Uncertainty in the perturbation rates arises from ignorance of parameter values for the LAGEOS 1 exterior aluminum surface, specifically, the solar absorbtance and thermal emiRance. The LAGEOS 1 Phase B design study proposed three different sets of aluminum surface parameters without recommending a particular set. The LAGEOS 1 as-built surface parameters were not measured prior to spacecraft launch.

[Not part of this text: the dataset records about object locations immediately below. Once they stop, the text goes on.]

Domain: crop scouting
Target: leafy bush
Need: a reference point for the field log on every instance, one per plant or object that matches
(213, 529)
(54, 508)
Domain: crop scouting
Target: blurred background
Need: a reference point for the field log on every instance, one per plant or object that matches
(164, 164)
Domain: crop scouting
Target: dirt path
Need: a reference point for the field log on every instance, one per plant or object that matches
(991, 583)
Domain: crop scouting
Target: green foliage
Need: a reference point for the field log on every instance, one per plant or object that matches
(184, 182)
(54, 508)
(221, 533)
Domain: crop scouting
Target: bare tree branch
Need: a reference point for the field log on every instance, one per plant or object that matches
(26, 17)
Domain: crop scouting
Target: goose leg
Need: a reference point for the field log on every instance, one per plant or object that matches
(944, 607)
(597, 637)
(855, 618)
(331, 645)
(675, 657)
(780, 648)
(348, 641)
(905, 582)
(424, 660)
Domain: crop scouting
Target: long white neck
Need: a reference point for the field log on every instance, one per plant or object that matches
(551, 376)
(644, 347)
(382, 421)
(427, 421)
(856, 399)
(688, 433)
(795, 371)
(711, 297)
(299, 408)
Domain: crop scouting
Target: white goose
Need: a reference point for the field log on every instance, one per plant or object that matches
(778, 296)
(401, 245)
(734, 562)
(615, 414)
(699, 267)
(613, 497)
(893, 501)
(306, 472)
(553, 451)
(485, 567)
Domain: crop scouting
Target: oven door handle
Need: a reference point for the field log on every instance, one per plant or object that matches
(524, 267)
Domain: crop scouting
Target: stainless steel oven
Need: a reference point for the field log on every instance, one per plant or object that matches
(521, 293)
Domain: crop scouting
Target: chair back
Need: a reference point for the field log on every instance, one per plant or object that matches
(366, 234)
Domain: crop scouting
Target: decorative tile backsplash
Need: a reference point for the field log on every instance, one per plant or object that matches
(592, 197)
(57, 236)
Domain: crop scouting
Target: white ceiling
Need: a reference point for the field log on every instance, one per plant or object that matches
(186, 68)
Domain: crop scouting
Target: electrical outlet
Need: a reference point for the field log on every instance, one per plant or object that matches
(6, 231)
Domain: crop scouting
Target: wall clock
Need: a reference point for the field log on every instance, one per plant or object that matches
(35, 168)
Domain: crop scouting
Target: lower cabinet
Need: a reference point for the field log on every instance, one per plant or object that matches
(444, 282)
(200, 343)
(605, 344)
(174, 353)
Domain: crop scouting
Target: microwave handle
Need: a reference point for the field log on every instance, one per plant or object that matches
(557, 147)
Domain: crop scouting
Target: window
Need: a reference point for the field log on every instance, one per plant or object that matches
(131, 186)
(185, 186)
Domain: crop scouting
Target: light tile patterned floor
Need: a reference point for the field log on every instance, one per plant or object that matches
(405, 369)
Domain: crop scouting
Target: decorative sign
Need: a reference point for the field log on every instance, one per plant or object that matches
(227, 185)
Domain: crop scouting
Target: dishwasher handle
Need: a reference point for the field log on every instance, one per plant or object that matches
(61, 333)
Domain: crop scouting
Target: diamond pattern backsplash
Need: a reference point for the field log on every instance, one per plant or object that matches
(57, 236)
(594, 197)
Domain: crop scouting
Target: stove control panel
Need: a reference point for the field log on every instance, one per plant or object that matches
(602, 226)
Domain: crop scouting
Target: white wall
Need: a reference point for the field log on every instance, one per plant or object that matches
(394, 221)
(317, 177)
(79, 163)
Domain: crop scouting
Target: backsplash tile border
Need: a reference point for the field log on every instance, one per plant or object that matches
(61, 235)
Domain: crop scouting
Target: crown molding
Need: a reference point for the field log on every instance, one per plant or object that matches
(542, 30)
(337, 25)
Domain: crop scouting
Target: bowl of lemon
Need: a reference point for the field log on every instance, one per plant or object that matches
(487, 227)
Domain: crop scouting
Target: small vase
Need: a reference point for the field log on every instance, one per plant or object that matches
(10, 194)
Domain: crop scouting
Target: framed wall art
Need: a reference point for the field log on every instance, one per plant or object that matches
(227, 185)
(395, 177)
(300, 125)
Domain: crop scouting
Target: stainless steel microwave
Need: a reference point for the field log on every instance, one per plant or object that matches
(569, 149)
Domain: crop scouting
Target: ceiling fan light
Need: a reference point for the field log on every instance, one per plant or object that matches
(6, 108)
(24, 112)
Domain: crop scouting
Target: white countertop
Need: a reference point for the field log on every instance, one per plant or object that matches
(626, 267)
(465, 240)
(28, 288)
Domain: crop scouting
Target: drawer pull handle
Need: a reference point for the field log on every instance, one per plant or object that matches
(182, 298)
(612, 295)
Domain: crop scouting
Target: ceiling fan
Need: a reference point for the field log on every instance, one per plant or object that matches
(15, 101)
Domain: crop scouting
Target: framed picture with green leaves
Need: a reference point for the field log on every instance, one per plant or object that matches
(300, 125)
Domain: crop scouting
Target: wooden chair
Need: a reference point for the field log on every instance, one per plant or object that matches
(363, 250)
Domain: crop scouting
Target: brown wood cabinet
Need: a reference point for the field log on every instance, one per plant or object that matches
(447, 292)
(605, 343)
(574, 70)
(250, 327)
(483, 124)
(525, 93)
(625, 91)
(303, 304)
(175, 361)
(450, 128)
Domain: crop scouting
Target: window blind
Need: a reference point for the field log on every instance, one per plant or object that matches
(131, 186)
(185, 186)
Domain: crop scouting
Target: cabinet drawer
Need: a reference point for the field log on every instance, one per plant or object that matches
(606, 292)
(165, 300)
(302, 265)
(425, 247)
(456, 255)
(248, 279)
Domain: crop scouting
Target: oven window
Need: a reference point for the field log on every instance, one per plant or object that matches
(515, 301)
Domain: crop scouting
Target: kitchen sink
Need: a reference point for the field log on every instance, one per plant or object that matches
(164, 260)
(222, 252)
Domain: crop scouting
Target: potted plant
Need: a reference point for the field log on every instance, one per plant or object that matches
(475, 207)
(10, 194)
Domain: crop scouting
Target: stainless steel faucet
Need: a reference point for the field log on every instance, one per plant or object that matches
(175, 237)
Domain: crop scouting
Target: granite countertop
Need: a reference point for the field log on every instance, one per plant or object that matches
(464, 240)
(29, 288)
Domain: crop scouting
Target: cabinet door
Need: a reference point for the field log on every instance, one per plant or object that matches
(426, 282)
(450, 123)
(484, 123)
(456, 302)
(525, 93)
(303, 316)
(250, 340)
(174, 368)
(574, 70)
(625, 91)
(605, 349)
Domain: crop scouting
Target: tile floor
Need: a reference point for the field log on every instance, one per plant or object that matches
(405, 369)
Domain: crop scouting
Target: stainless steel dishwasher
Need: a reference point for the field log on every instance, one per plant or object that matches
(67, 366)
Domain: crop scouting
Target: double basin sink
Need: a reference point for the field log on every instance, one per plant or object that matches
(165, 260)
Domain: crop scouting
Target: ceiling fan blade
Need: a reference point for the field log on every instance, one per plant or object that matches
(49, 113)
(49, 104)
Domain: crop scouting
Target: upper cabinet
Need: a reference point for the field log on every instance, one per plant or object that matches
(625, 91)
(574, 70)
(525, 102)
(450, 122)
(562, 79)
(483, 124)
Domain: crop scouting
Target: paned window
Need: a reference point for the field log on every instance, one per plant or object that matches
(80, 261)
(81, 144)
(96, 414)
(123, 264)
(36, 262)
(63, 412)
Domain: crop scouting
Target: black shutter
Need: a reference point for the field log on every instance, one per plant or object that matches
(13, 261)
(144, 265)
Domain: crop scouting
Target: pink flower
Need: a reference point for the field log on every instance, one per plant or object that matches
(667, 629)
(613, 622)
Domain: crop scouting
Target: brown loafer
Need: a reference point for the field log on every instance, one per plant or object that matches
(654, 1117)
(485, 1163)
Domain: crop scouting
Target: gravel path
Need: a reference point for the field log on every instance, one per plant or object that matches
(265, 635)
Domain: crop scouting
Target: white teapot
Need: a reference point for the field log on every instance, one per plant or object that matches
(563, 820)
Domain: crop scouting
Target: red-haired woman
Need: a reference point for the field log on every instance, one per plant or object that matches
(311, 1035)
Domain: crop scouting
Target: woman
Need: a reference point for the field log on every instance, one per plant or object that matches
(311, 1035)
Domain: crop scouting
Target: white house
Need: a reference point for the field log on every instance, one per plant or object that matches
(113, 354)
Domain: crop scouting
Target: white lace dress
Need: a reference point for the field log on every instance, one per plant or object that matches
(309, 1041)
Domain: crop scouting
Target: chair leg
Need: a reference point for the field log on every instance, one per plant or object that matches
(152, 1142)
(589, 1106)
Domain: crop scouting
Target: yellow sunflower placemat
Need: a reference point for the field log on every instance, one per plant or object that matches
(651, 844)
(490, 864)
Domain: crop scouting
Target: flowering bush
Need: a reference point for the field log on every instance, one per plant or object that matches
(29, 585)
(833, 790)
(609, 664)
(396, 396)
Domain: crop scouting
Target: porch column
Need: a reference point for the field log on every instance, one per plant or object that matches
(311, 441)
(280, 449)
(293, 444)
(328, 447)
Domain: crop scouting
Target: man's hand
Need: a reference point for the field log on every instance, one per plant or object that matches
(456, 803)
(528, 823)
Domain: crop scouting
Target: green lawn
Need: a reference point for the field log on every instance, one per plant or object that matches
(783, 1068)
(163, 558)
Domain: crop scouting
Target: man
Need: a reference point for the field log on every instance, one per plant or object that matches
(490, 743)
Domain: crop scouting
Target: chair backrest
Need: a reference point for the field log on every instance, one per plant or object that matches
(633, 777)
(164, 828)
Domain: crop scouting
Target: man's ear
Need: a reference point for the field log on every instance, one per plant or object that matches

The possible spread in LAGEOS 1 solar absorbtance values gives a spread of ±0.42 mas/y in the SR force contribution to its node rate. This results in a ±1.3 percent uncertainty to the L‑T determination. But because of its long‑period perturbation to the eccentricity vector, evaluating the SR force parameter as a solved‑for parameter in the orbit analysis should significantly reduce the uncertainty in the corresponding node motion. The possible spread in LAGEOS 1 surface values gives a spread of ±0.16 mas/y in the thermal thrust contribution to its node rate. This represents a ±0.53 percent uncertainty in the L‑T determination which leaves little room for other error sources. Ground-based satellite brightness measurements could improve knowledge of the surface absorbtance and reduce the uncertainty from thermal thrust.

#### Notes

- Lense-Thirring
- gravitomagnetic effect
- spinning Earth:
- $\rightarrow$ frame-dragging
- $\rightarrow$ precession of $\Omega$ and $\omega$

- LAGEOS 1 & 2: linear motion of $\Omega \approx 1.8$ m/yr
- Goal: 1% measurement of L-T effect

- Other perturbing forces
- Solar radiation pressure
- requires knowledge of satellite surface material properties
- notably: aging

- requires knowledge of satellite surface material properties
- Thermal thrust
- IR from Earth
- fused silica of corner-cube reflectors is an excellent absorber of IR
- Oops

- thermal phase lag: max recoil force not at local midnight but somewhat past
- $\rightarrow \sim 3 \mathrm{pm/s^2}$ acceleration component
*along*orbit track - $\rightarrow$ also a component perpendicular to orbital plane
- affects nodal precession rate

- $\rightarrow \sim 3 \mathrm{pm/s^2}$ acceleration component

- Solar radiation pressure
- Satellite surface properties
- Corner-cube reflectors: no problem. We know fused silica.
- Aluminum frame: uh oh…
- Not measured beforeLAGEOS 1 launch!
- thermal absorptance
- thermal emittance

- Node precession from solar radiation term: ~1/4 L-T effect
- But radiation force also changes eccentricity vector, from which you can get diffuse reflection coefficient
- but not specular

- One solution: brightness measurements from the ground
- Magnitude range: 11.5-14

I believe there is no frame-dragging effect of gravity on mass, only on electromagnetic energy!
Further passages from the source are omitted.